Permafrost: What is it?

  • It is defined as ground—soil, rock and any included ice or organic material—that remains at or below zero degree Celsius for at least two consecutive years.
  • Permafrost is spread across an area of over 23 million square km, covering about 15% of the land area of the globe.

 

Immediate effects of melting of permafrost

  • The very first and immediate impact will be on the cities were roads and buildings are constructed on permafrost. For example, Russian railways.
    • In the northwest of Canada, a short section of the road is there where it has been necessary to chill the ground to make the foundation of the road colder than it is, so as to preserve the permafrost.
  • Permafrost is the reservoir of organic material.

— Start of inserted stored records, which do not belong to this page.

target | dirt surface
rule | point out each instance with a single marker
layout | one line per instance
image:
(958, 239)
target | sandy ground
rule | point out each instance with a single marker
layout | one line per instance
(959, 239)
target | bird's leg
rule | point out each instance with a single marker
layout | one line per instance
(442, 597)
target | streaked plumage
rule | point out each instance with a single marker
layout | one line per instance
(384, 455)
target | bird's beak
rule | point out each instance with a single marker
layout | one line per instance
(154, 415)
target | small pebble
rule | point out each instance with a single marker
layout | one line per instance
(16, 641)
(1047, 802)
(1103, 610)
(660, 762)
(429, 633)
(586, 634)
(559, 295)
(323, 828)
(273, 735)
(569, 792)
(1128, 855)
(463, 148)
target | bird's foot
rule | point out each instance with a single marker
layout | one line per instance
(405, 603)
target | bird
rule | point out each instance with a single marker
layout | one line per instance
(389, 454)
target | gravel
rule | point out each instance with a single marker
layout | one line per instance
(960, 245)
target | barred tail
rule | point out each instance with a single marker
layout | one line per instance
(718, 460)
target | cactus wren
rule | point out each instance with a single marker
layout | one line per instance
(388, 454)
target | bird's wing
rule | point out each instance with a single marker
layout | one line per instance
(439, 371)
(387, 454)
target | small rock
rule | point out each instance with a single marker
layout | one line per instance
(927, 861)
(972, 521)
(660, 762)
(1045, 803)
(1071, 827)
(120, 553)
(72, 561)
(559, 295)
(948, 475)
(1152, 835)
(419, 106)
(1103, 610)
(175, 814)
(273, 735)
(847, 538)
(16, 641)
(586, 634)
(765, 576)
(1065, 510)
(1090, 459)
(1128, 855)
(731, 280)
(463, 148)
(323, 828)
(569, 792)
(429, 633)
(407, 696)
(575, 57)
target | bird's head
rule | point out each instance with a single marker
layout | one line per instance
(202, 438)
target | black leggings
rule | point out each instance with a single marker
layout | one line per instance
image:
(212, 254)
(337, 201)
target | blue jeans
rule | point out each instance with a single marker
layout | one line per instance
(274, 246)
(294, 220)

Upon thawing, this material will become available for microbiota to break down.
    • The biota will release carbon dioxide, and in others release methane which is about 25 to 30 times more potent as a greenhouse gas than carbon dioxide.
  • The total quantity of carbon that is now buried in the permafrost is estimated at about 1500 billion tonnes and the top three meters of the ground has about 1000 billion tonnes.
  • The world currently emits around 10 billion tonnes of carbon a year into the atmosphere.
  • In this scenario, if the permafrost thaws and releases even 1% of the frozen carbon in any one year, it could nullify anything that we do about industrial emissions.

 

Forest fires

  • This year Russia witnessed a forest fire whose total area was of the size of Portugal.
  • Usually, after a fire, it is expected that forest will grow back in the next 50-60 years.
    • This restores the carbon stock in the ecosystem.
  • But in the tundra, the peat is where the organic material is and this takes a very long time to accumulate.
  • So, when peat is burned and is then released into the atmosphere, then it would take centuries to restore that carbon stock at ground level.

 

Can permafrost lead to pandemic?

  • We need more studies to understand emissions caused by permafrost.
  • Permafrost has many secrets, which is evident from the fact that we have recently found mammoths in the permafrost in Russia.
    • Some of these mammoth carcasses, upon degrading, may reveal bacteria that were frozen thousands of years ago.
    • However, it is not possible to say whether these bacteria will be lethal or not.
  • Also, the number of diseases that are found in India is much greater than the number of diseases found in Greenland.
  • The environment now is so much more suitable than during the Ice Age for not just human life, but also the evolution or development of different viruses and bacteria.